En cierta ocasión, a un abogado de Lyon que volvía de Ars, le preguntaron qué había visto allí. Y contestó: «He visto a Dios en un hombre» (Cit. por Juan Pablo I, Alocución 7-IX-1978). Esto mismo hemos de pedir hoy al Señor que se pueda decir de cada sacerdote, por su santidad de vida, por su unión con Dios, por su preocupación por las almas; especialmente de aquellos que de alguna manera están puestos por Dios para ayudarnos en nuestro camino hacia Él.

II. Con frecuencia el Cura de Ars solía decir: «¡Qué cosa tan grande es ser sacerdote! Si lo comprendiera del todo, moriría» (B. Nodet, Jean-Marie Vianney, Curé d’Ars, la pensée, son coeur). Dios llama a algunos hombres a esta gran dignidad para que sirvan a sus hermanos. Sin embargo, «la misión salvífica de la Iglesia en el mundo es llevada a cabo no sólo por los ministros en virtud del sacramento del Orden, sino también por todos los fieles laicos» (Juan Pablo II, Exhort.
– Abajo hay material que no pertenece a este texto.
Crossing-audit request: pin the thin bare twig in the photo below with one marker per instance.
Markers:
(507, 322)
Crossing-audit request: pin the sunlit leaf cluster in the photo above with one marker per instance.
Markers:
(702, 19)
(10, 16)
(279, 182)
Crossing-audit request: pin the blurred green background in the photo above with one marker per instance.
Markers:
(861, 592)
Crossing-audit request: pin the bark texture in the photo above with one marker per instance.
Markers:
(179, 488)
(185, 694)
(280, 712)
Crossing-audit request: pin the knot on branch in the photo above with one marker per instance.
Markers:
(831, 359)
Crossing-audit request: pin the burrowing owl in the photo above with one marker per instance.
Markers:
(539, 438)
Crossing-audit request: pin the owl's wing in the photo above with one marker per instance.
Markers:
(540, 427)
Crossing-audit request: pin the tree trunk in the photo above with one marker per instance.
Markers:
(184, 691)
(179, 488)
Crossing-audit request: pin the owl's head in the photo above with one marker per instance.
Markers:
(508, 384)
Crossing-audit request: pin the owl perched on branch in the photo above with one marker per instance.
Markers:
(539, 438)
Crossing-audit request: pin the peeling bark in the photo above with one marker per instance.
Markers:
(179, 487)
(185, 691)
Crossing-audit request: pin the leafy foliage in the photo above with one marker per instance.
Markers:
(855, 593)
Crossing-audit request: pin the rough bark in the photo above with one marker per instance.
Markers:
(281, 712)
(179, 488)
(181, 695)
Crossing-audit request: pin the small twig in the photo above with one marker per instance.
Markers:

Apost. Christifideles laici), cada uno en su propia vocación y en su quehacer en el mundo, siendo como antorchas encendidas en la noche, pues éstos, «en virtud de su condición bautismal y de su específica vocación, participan en el oficio sacerdotal, profético y real de Cristo, cada uno en su propia medida» (Juan Pablo II, loc. cit). De ninguna manera su participación en la vida de la Iglesia consiste en ayudar al clero, aunque alguna vez lo hagan. Lo específicamente laical no es la sacristía, sino la familia, la empresa, la moda, el deporte…, que procuran, en su propio orden, llevar a Dios. La misión de los seglares ha de llevarles a procurar impregnar la familia, el trabajo y el orden social con aquellos principios cristianos que lo elevan y lo hacen más humano: la dignidad y primacía de la persona humana, la solidaridad social, la santidad del matrimonio, la libertad responsable, el amor a la verdad, el respeto hacia la justicia en todos los niveles, el espíritu de servicio, la práctica de la comprensión mutua y de la caridad…
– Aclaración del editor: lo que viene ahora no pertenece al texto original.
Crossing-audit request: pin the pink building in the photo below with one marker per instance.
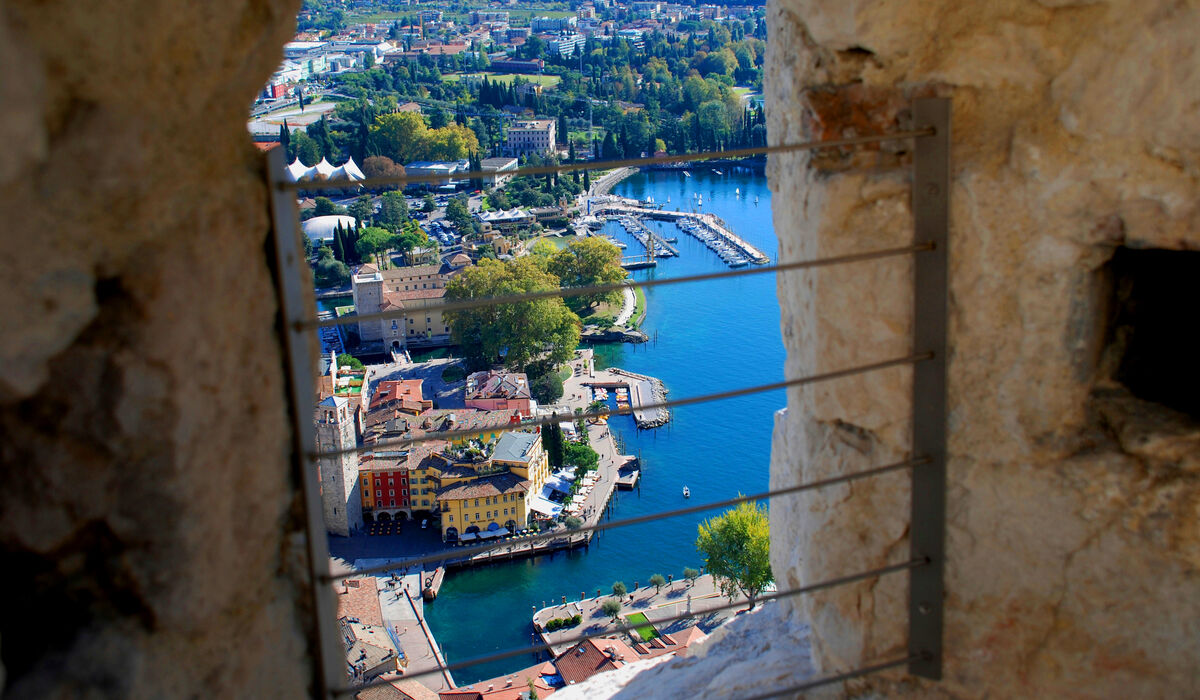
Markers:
(497, 390)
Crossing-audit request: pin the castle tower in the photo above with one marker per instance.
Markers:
(340, 498)
(367, 297)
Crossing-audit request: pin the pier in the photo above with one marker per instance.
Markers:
(655, 245)
(708, 222)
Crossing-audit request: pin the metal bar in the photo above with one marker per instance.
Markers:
(616, 287)
(529, 650)
(930, 205)
(293, 304)
(837, 678)
(688, 401)
(628, 521)
(741, 153)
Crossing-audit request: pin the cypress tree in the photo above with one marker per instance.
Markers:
(339, 250)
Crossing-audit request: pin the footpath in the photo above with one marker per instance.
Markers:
(677, 597)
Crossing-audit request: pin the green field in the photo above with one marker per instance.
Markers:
(545, 81)
(642, 626)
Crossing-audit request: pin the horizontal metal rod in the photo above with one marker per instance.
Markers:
(835, 678)
(559, 292)
(739, 153)
(636, 520)
(449, 435)
(574, 640)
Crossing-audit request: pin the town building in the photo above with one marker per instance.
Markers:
(534, 136)
(498, 166)
(499, 390)
(442, 168)
(485, 489)
(565, 45)
(335, 428)
(487, 16)
(370, 651)
(517, 65)
(552, 23)
(412, 291)
(505, 220)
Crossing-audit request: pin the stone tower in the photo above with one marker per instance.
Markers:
(340, 498)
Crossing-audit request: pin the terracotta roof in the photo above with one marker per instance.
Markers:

Pero para que puedan ejercer en medio del mundo «este papel profético, sacerdotal y real, los bautizados necesitan el sacerdocio ministerial por el que se les comunica de forma privilegiada y tangible el don de la vida divina recibido de Cristo, Cabeza de todo el Cuerpo. Cuanto más cristiano es el pueblo y cuanto más conciencia toma de su dignidad y de su papel activo dentro de la Iglesia, tanto más siente la necesidad de sacerdotes que sean verdaderamente sacerdotes» (Idem, Retiro en Ars).

III. Es de justicia que los fieles recen cada día, y de modo particular cuando celebramos la fiesta del Santo Cura de Ars, por todos los sacerdotes, y de modo especial por aquellos que han recibido el encargo de Dios de atenderlos espiritualmente: de quienes reciben el oro de la buena doctrina, el pan de los Ángeles y el perdón de los pecados. Hemos de confiar en sus oraciones, rogándoles que encomienden nuestras necesidades, y unirnos a sus intenciones, que recogen habitualmente las exigencias más apremiantes de la Iglesia y de las almas. También hemos de venerarlos y tratarlos con todo afecto, «puesto que nadie es tan verdaderamente nuestro prójimo como el que ha curado nuestras heridas. Amémosle viendo en él a Nuestro Señor, y querámosle como a nuestro prójimo» (San Ambrosio, Tratado sobre el Evangelio de San Lucas, 7, 84). Así se lo pedimos al Santo Cura de Ars.